Kampung Sawah yang termasuk Kelurahan Jatimurni, Kecamatan Pondok Melati, Kota Bekasi, Jawa Barat ini warganya mayoritas dari etnis Sunda dan Betawi.
Uniknya, eratnya hubungan sosial diantara warga Kampung Sawah itu salah satunya karena mereka memiliki marga. Menurut mereka, nama marga sudah ada sejak jaman kolonial Belanda. Marga dalam pengertian masyarakat Kampung Sawah, adalah salah satu bentuk pengikat keturunan berdasarkan garis orang tua yang diberi sejak lahir, terutama garis bapak atau ayah. Nama marga yang ada disini adalah Rikin, Empi, Lampung, Baiin, Cimi, Saiman, Sabajan, Joyo Sasmito Ngapon, Niman, Noron, Sanglir, Sairin, Dai, Peking, Tibin, Saian, Emeng, Baidan, Kuli, Jimin, Kopo, Diharjo, Modo, Maja, Centeng, Penjol, Daniel, Yulianus, Seran, Napiun. Keterikatan pada marga inilah yang menghilangkan sekat-sekat sosial pada warga Kampung Sawah. Dengan marga, mereka dipersatukan sebagai satu saudara, tanpa memandang latar belakang sosial lainnya.
Seruan akan “persaudaraan” juga digaungkan oleh radio Suara Kampung Sawah (SKS), radio komunitas Betawi warga Kampung Sawah. Radio yang mulai digagas sejak tahun 2012 menyajikan musik, budaya Betawi yang intinya menjalin persaudaraan di antara sesama warga. Berada di gelombang 105,2 FM, radius siarannya sekitar lima kilometer dari stasiun penyiaran, radio ini mulai mengudara sejak pukul 17.00 hingga tengah malam. Beberapa acaranya adalah goyang dang dut, keroncong, campursari dan diskusi mingguan. Dalam diskusi mingguan dibahas antaralain soal kearifan lokal, anak muda dan wawasan kebangsaan.
Tentang kearifan lokal misalnya seperti ngerojeng yaitu ritual seseorang yang hendak memanen sawah sehari sebelum panen. Harapannya, agar sawah dapat dipanen dengan lancar.
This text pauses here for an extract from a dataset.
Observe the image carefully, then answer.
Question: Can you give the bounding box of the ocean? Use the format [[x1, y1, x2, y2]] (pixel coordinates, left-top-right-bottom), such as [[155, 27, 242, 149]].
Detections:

Rasa kebersamaan juga diwujudkan dalam kegiatan ngeriung bareng yang menjadi sarana untuk melestarikan nilai kerukunan dan persaudaraan yang sudah puluhan tahun dihidupi bersama.
Sebuah Indonesia mini yang menampilkan toleransi ditengah keberagaman bisa dijumpai dalam kehidupan warga di Kampung Sawah.
Sumber:
Kompas, Rabu, 21 Desember 2005, halaman 3, Kompas, Kamis, 22 Desember 2011, halaman 3, Kompas, Rabu, 20 Agustus 2014, halaman 27, Kompas, Senin, 29 Januari 2018, halaman 27.